How do you understand the American scholar Valerie Hansen's assertion that religions in China have become more practical and market-oriented since the Song Dynasty? Do you think that the beliefs of Guan Yu in the three generations of the Song, Ming, and Qing dynasties have become more and more practical?

Tian Hai: Actually, Rui Lewei is a very good friend of mine (see the preface to this book for details), but I don't completely agree with her point of view, and I think she probably won't mind. Chinese religious culture, including what we call doctrinal Buddhism, Taoism, and other types of religions, has a very practical side. Both Ian Reader and George Tanabe have proposed that Buddhism has had a very practical aspect since its inception. If we read the Lotus Sutra, we will find out how much "practical" content there is for life in this world!
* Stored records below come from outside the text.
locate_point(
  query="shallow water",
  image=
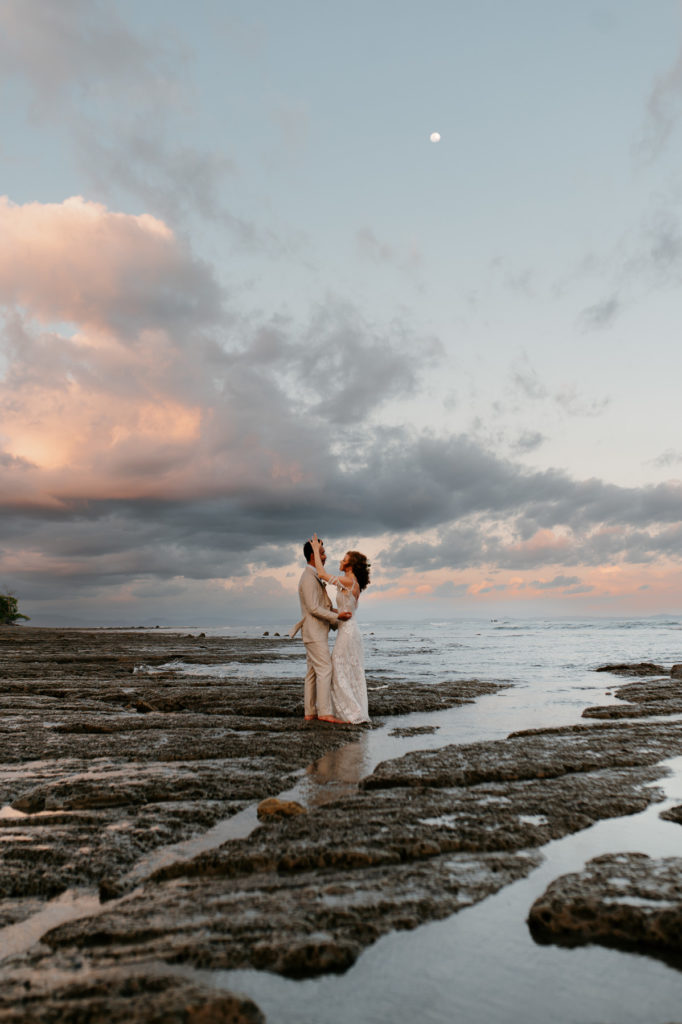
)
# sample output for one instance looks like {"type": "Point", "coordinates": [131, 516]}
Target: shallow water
{"type": "Point", "coordinates": [480, 965]}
Of course, this is not surprising at all. Only a very, very, very small number of people are concerned with the philosophical, doctrinal aspects of religious culture. Most people have specific, personal demands and purposes for religious practice. What we can speculate is that the unprecedented commercial expansion that began in the eleventh century clearly affected the religious life of Chinese. People's practical needs, including those at the commercial level, are also increasingly complex, so it's no surprise that we can certainly find growing themes about miracles and spiritual stories. But this is not because the nature of religion in China has changed since the eleventh century, religious life has always been closely linked to social, economic, and political development. I can only say that I am still a fan of Max Weber and Karl Marx on this subject, because the cultural thinking shaped by economic life has always interacted with religious ethics in terms of the practical aspects of religion.

Do you think that on the whole, the Guan Yu faith in china in history can reflect some characteristics of the spiritual world and cultural life of the Chinese?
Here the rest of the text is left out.